In the video, the elephant is seen standing on a burnt area of the forest and appeared as if it was smoking. Scientists said the animal was just blowing ashes off pieces of wood charcoal.

"I believe the elephant may have been trying to ingest wood charcoal," says Dr. Varun Goswami, an elephant biologist at the WCS.

The elephant may be eating charcoal because of its natural laxative and toxin counteractive properties.

"Charcoal has toxin-binding properties that may provide medicinal value," Goswami added.

Elephant Conservation In India

India is home to almost 60 percent of Asia's wild elephants and about 20 percent of domesticated elephants. The elephant is a major part of the Indian way of life and culture. The animal is associated with India's cultural and religious heritage.

Southern India is home to more than 17,000 of the country's almost 34,000 wild elephants. The forests of India used to have more than a million elephants, but habitat loss and human-animal conflict led to the dwindling number of elephants.
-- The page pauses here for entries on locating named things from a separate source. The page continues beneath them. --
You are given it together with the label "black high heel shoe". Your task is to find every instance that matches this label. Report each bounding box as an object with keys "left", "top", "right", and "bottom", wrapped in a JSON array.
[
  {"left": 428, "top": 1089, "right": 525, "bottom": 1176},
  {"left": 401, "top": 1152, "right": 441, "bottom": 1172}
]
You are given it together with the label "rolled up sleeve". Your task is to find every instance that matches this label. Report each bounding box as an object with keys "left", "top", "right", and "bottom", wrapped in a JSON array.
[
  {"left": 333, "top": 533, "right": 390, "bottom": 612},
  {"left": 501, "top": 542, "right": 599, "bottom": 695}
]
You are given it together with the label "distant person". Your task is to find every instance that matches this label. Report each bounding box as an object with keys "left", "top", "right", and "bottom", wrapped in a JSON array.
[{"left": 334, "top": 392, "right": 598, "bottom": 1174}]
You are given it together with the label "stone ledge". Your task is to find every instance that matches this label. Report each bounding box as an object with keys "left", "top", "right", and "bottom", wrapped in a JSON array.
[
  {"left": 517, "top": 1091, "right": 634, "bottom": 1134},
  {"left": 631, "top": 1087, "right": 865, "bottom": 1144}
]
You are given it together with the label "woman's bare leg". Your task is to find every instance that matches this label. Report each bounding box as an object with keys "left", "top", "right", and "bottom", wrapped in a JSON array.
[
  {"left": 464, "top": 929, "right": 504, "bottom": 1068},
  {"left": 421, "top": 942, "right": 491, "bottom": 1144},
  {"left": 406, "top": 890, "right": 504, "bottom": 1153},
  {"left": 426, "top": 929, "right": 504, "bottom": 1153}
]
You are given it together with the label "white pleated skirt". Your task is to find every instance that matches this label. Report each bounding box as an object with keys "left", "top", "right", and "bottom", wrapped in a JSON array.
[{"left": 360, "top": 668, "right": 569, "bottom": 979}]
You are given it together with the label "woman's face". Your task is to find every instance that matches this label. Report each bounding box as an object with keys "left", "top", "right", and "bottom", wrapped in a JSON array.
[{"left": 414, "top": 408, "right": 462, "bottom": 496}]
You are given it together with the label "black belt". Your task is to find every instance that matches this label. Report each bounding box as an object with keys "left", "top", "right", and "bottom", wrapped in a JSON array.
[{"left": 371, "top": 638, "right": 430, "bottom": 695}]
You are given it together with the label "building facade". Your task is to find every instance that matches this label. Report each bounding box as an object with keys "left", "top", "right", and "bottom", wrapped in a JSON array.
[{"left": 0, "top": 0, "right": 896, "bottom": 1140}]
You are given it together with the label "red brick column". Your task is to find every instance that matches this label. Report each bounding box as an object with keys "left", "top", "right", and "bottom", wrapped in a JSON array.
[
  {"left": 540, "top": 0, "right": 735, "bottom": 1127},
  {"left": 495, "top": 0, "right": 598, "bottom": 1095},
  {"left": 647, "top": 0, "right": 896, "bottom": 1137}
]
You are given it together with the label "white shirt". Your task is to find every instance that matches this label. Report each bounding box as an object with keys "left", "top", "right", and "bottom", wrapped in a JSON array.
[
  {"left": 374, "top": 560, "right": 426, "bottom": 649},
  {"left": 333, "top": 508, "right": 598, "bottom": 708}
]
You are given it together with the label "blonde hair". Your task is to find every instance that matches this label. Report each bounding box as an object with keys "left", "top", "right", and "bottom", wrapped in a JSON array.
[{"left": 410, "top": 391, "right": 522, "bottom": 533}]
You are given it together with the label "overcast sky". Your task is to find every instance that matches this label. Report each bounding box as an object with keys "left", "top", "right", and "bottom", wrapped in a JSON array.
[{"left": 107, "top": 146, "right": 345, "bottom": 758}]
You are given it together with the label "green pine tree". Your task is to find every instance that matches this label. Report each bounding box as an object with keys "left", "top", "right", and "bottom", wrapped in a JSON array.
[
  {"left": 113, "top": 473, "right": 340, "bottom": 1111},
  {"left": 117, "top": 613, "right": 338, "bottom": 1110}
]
According to the World Wild Life, the endangered Indian elephant may spend up to 19 hours a day feeding. It can produce an average of 220 pounds of waste per day while wandering over an area that can cover up to 125 square miles.

Elephants feed mainly on grasses, but can also consume large amounts of tree bark, roots, leaves, and small stems. These animals can also eat bananas, rice, and sugarcane. Elephants are always close to a source of fresh water because they need to drink water at least once a day.

The declining population of elephants in India led to the establishment of Project Elephant, a program that aims to preserve elephant habitats and create elephant corridors. Through the project, a total of 25 elephant reserves were put up throughout the elephants' natural range covering 58,000 kilometers.